Sunday, March 27, 2011

Tyler Cowen on Keynes' General Theory: Chapter Four


I have been following Professor Cowen's discussion of Keynes' General Theory with some interest, and found his post on chapter 4 particularly provocative. Cowen claims that this chapter attempts to address the problems raised by Hayek concerning capital theory. A few thoughts:

(1) I am not sure how this chapter destroys Austrian capital theory; Keynes' more immediate concerns appear to me to be quite different.

(2) Keynes is concerned in this chapter rather with the volume of current output, and not its money value. This is important because in chapter 6 (Income, Saving, Investment) Keynes shows that value is not difficult to measure; only volume is. (Thus the equation A + G - A1. G measures the value of equipment.)

(3) With volume thus occupying a predominant position, Keynes next concerns himself with the question of net output (viz. physical additions to the capital stock). This of course is difficult to calculate because capital is heterogeneous. Thus Keynes proposes that we deal with this "as for example when all the items of one output are included in the same proportions in another output."

(4) The measures proposed by Keynes concerning the problem of net output are "quantities of money-value" and "quantities of employment." For Keynes, money-value is "strictly homogeneous," and labor "can be made so."

(5) Now in trying to understand how Keynes attempts to make labor homogeneous, it is important to refer back to his chapter 2 (postulates of classical economics). It will be recalled that Keynes abandoned only one of the postulates, namely, "the utility of the wage when a given volume of labour is employed is equal to the marginal disutility of that amount of employment." Keynes shows this to be false. However, Keynes retained the presumed validity of the first postulate, namely, "the wage is equal to the marginal product of labour." We can see now why he chose to do this. Keynes' unwillingness to abandon postulate 1 in the classical theory can be traced to his need to measure changes in output, and he could do this only by assuming that labor is homogeneous. In support of this view, please consider this passage:

"This assumption of homogeneity in the supply of labour is not upset by the obvious fact of great differences in teh specialised skill of individual workers and in their suitability for different occupations. For, if the remuneration of the workers is proportional to their efficiency, the differences are dealt with by our having regarded individuals as contributing to the supply of labour in proportion to their remuneration. ... We subsume, so to speak, the non-homogeneity of equally remunerated labour units in the equipment, which we regard as less and less adapted to employ the available labour units as output increases, instead of regarding the available labour units as less and less adapted to use a homogeneous capital equipment" (pages 41-42, emphasis mine).

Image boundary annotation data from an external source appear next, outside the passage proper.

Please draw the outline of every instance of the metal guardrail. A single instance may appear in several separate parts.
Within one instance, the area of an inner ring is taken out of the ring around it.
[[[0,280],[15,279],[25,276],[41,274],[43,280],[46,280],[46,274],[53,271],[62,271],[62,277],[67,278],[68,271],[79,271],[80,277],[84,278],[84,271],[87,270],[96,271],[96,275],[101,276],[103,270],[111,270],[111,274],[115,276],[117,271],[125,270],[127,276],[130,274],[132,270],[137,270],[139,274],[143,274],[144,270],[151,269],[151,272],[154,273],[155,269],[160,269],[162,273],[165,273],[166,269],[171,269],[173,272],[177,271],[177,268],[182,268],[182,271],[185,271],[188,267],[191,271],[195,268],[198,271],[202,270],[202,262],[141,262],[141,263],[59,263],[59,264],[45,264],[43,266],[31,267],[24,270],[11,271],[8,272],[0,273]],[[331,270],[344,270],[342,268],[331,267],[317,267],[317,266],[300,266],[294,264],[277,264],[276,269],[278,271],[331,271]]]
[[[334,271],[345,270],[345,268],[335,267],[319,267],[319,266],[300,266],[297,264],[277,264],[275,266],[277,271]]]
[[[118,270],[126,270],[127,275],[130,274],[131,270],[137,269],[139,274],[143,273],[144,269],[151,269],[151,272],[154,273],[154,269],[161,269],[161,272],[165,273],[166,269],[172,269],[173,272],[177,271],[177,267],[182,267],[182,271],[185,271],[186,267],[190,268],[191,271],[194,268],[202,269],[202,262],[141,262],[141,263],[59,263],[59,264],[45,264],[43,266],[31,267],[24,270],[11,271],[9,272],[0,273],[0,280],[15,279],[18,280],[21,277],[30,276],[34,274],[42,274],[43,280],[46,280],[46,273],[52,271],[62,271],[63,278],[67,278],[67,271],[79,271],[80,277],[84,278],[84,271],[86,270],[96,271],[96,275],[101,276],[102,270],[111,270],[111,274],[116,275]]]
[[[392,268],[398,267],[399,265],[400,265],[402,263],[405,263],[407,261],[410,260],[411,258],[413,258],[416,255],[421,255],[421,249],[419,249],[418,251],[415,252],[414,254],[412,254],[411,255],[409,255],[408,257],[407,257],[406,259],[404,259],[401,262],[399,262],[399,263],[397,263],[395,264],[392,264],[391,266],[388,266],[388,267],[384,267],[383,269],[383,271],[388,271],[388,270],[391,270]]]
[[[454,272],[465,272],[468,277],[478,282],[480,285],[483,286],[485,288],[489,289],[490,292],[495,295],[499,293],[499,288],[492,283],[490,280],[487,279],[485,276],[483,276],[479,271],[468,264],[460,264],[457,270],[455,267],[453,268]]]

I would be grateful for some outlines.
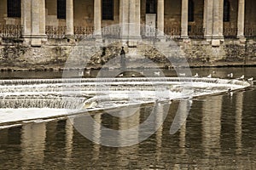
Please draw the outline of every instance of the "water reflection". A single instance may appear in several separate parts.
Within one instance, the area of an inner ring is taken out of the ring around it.
[[[22,127],[21,144],[23,167],[42,165],[44,159],[46,139],[45,123],[27,124]]]
[[[147,128],[156,132],[130,147],[112,148],[90,141],[73,124],[83,122],[98,143],[108,139],[102,135],[105,129],[80,116],[2,129],[0,169],[253,169],[255,97],[254,88],[234,93],[232,97],[222,94],[201,97],[193,103],[173,101],[170,107],[159,104],[155,108],[147,105],[91,115],[106,128],[127,129],[144,122],[155,110],[153,124]],[[179,104],[183,110],[189,108],[187,119],[184,114],[176,114]],[[131,116],[120,116],[127,114]],[[183,123],[171,135],[175,119]],[[125,144],[138,140],[142,133],[137,129],[127,137],[119,132],[116,139],[108,140]]]

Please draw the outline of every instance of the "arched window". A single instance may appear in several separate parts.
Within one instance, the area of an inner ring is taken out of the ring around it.
[[[20,0],[8,0],[7,1],[7,16],[8,17],[20,17]]]
[[[102,20],[113,20],[113,0],[102,0]]]
[[[57,19],[66,19],[66,0],[57,0]]]
[[[156,0],[147,0],[146,13],[147,14],[156,14]]]
[[[229,22],[230,18],[230,3],[228,0],[224,1],[223,21]]]
[[[189,0],[189,22],[194,21],[194,1]]]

However, I follow Shackle in his abandonment of both of the postulates of classical economics, and I think Keynes was wrong in retaining the first postulate. But we can see why Keynes chose to do so; it was essential for chapter 4.

I think Tyler Cowen missed the whole point of this chapter. But this is just my reading. I would urge Professor Cowen to try to tie in the various arguments from different chapters into the one he is currently considering; you cannot read chapter 4 in isolation. It is very important to know how it relates to chapters 2 and 6, and possibly many others.